Snowflake’s origins as a data warehouse specifically engineered and built for the cloud means that features such as 90-day data retention, Zero-Copy Cloning, recovery of deleted tables or databases (DROP and UNDROP), ACID compliance, multi-statement transaction support, and support for complex DML are all built in.
Since Snowflake’s first release, for example, Snowflake users employ Zero-Copy Cloning to enable test and development organizations to operate on production data, without risk to the data. With a simple UNDROP command, users instantly recover databases and tables mistakenly deleted. Data engineers rely on multi-statement transactions to execute complex inserts with high integrity. Without cumbersome data prepping, data scientists and business analysts can easily ingest JSON data and join with corporate data, enabling deeper insights to their businesses and 360-degree views of customers.

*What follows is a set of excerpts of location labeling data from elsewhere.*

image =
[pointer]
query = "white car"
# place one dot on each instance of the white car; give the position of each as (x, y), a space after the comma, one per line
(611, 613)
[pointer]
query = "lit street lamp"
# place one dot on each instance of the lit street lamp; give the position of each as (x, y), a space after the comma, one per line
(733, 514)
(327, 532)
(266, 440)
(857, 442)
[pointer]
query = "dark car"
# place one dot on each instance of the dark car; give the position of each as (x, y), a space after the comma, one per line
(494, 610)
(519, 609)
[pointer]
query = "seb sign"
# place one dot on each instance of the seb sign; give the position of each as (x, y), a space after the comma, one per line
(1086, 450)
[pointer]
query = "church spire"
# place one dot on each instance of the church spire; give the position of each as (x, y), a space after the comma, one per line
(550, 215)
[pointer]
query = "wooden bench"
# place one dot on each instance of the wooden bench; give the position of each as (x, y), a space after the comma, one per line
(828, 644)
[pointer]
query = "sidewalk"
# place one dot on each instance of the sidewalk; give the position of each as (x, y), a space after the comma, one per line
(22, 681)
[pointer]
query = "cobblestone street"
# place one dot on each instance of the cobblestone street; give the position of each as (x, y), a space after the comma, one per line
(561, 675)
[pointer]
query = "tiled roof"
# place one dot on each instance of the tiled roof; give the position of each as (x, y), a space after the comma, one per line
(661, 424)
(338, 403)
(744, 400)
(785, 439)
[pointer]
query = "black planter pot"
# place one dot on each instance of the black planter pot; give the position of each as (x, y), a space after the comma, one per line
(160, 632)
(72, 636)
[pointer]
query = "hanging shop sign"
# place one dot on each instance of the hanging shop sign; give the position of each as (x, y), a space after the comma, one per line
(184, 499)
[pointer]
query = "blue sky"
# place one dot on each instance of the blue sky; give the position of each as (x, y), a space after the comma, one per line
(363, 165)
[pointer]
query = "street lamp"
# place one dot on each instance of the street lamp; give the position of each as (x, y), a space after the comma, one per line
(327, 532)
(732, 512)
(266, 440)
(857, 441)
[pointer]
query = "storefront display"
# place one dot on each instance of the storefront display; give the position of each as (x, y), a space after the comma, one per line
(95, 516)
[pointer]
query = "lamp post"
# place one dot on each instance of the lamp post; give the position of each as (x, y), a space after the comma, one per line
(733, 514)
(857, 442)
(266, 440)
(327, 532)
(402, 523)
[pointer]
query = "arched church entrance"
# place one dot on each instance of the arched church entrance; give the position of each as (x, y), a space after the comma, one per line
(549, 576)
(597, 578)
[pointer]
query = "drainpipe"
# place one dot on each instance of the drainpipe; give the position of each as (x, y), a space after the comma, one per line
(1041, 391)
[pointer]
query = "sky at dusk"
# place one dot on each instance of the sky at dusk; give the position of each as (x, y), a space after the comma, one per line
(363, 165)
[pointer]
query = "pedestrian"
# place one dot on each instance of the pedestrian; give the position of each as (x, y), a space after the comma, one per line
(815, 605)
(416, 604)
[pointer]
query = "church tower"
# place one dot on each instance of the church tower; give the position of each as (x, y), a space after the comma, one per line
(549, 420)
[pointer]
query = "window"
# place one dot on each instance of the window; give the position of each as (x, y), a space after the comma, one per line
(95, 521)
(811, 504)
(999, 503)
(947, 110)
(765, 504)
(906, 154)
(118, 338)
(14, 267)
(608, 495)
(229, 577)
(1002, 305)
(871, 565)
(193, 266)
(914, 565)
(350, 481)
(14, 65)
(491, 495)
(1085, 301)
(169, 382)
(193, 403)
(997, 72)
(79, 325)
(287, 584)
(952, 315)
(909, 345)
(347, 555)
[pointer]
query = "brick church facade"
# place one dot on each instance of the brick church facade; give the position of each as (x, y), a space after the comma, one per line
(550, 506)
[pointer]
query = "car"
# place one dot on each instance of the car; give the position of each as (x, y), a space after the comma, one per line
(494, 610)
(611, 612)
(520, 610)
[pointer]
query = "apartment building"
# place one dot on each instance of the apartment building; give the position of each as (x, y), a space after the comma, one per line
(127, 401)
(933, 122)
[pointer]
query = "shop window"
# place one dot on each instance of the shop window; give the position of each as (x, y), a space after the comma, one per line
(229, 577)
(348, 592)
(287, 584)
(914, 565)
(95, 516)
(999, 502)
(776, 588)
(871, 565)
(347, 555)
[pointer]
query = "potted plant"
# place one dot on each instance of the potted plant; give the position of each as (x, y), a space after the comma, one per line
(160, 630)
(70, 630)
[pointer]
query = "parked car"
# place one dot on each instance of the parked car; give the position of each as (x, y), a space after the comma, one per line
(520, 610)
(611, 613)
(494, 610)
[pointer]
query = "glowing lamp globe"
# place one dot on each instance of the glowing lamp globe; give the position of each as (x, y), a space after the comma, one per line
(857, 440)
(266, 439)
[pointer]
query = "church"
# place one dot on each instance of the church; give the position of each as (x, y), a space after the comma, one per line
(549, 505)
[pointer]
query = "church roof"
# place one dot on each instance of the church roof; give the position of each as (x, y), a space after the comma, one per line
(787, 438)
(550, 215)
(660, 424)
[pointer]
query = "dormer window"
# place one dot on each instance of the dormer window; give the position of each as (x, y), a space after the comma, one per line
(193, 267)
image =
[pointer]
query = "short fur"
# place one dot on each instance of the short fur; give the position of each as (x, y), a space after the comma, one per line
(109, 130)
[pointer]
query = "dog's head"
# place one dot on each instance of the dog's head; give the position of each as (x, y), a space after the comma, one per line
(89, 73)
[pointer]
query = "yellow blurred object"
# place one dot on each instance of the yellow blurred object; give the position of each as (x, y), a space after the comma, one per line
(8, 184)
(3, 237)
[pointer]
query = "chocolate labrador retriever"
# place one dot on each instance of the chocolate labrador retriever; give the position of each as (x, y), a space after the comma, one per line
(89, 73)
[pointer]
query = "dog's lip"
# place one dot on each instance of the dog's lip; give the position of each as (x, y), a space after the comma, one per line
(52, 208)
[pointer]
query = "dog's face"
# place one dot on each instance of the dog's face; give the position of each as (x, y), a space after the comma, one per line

The pricing for query engine services typically is around $5 per TB of data scanned for compute resources and from $20 to $25 per TB, per month uncompressed, for storage resources.
Snowflake charges by the second for compute resources, with one minute of compute as the minimum time granularity and $.00056 per second thereafter as the beginning price point with a Snowflake Standard Edition sized to an XSmall. Storage costs for Snowflake run $23 per TB per month (compressed) with an annual commitment and $40 per TB per month (compressed) on a month-to-month basis.
To complete a query, Snowflake and most query engines scan data by columns from a table, which is more performant for analytic workloads compared to scanning by rows as is typical for transactional databases.
In addition, by utilizing data pruning, Snowflake scans only the data needed from any column to complete a query. Data pruning, along with storage compression, speeds up queries and drives down the cost of ownership compared to any platform alternative that does not employ data pruning and compression. Conservatively estimating a compression ratio of 4:1 for Snowflake, a 5-TB uncompressed database will cost as little as $28.75 per month with Snowflake compared to $100 per month with a query engine that operates with uncompressed storage.
Many variables go into evaluating performance. No two environments are alike and it’s best for users to measure performance with their own queries against their own data. Users can take advantage of Snowflake’s free trial or engage in a complete proof of concept.
Determining your needs
Although great performance is important, it is rarely the only requirement among our 1,400+ customers. You should measure the end-to-end management effort across all activities required to support your environment. To ascertain your specific needs, ask these important questions. Do you:
- Support a small or large groups of users?
- Anticipate growth in business or data operations?
- Manage and execute SLAs?
- Have limited staff to operate and manage a data warehouse?
- Require test and development support against production data?
- Have complex queries?
- Require a mechanism to isolate workloads and allocate by department?
If you answered yes to any of these questions, your data warehouse requirements are more than just performance. Therefore, in addition to achieving fast performance for your queries, make sure you plan for a data warehouse that provides the flexibility to control the resources and scalability necessary to match the needs of your environment.
Snowflake gives you the power and control to size your implementation for small and large organizations and easily control how much you pay. You also have the flexibility to employ Snowflake as a high performance compute engine just to run queries and pay by the second only for what you use. Or, you can deploy Snowflake as a robust data warehouse to handle organization-wide data analytics needs and workload separation at extremely large scale.